Friday 5 April 2013

Spaceheads - Sun Radar EP (Electric Brass Records)




Sun Radar EP 
(ELECTRIC BRASS RECORDS) www.electricbrass.com 

Freedom is a word whose meaning changes depending on the context. In the musical sense, 'free' is applied to an open-ended kind of improvised jazz, where musicians play without foreknowledge, without the safety-net of strict time or pre-set chord changes. In the political sense, it means a state of liberty, where the citizen is unbound by rules. A few potent pop songs from the sixties evoke that sense of living without limits which is the promise of freedom. I might mention 'Georgy Girl' by the Seekers, 'Ticket to Ride' by the Beatles and 'Summer Holiday' by Cliff Richard.

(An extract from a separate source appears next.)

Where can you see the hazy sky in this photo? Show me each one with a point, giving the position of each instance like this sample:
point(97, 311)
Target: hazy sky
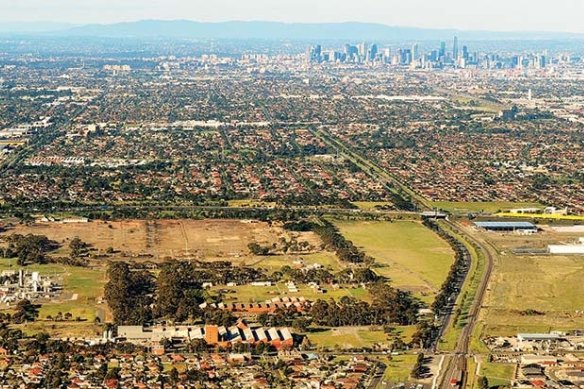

Spaceheads, the duo comprised of Andy Diagram and Richard Harrison, are very much part of the international free jazz  community, yet their stuff is very structured, bound by the technology of loops and harmonisers and effects that transforms Diagram's single trumpet into a complete orchestra. And Harrison is the funkiest of all improvising drummers, as much Pretty Purdie as Andrew Cyrille. Sun Radar, the title-track of this 4-track EP, is Bonkers Blaxploitation with gurgling electronica taking the role of wah-wah guitar. The funk of 'Atomic Clock' is urgent and implacable with a touch of dread. So far, so Spaceheads. 

But I was really hooked by 'Miles to Go', where Harrison's hammering tirade is allied to a melody that could be Neal Hefti or Burt Bacharach. In other words, a throwback to the limitless promise of the sixties, as in definition three above. The fourth cut 'North of the Border' uses drifting chords and echoing beats to set up a sense of expectation, which it then realises with a tune of, well, words are inadequate to describe… Ninja triumphalism? (It sounds vaguely oriental anyway.) In short, it's fab! 

I love the playfulness of Spaceheads, the way they integrate pop culture into their artful constructions (lots of wide-screen cinema on this one) and the way the transcend the clatter and clutter with the direct simplicity of melody. I love them for the unabashed sense of pleasure they communicate. Their longevity (Diagram has quit and rejoined James a few times during their lifespan) means that the technology they use has passed from novelty to common currency. It doesn't matter; it's what they do with it. Spaceheads, a small and flexible unit, delineate the possibilities of trumpet, percussion and electronica with an endless, inexhaustible imagination. 

And could the title, Sun Radar be a nod to the gentle genius of avant-garde jazz? Almost certainly. The EP comes in vinyl and CD format; I would plump for the 180 gram sonic majesty of the former.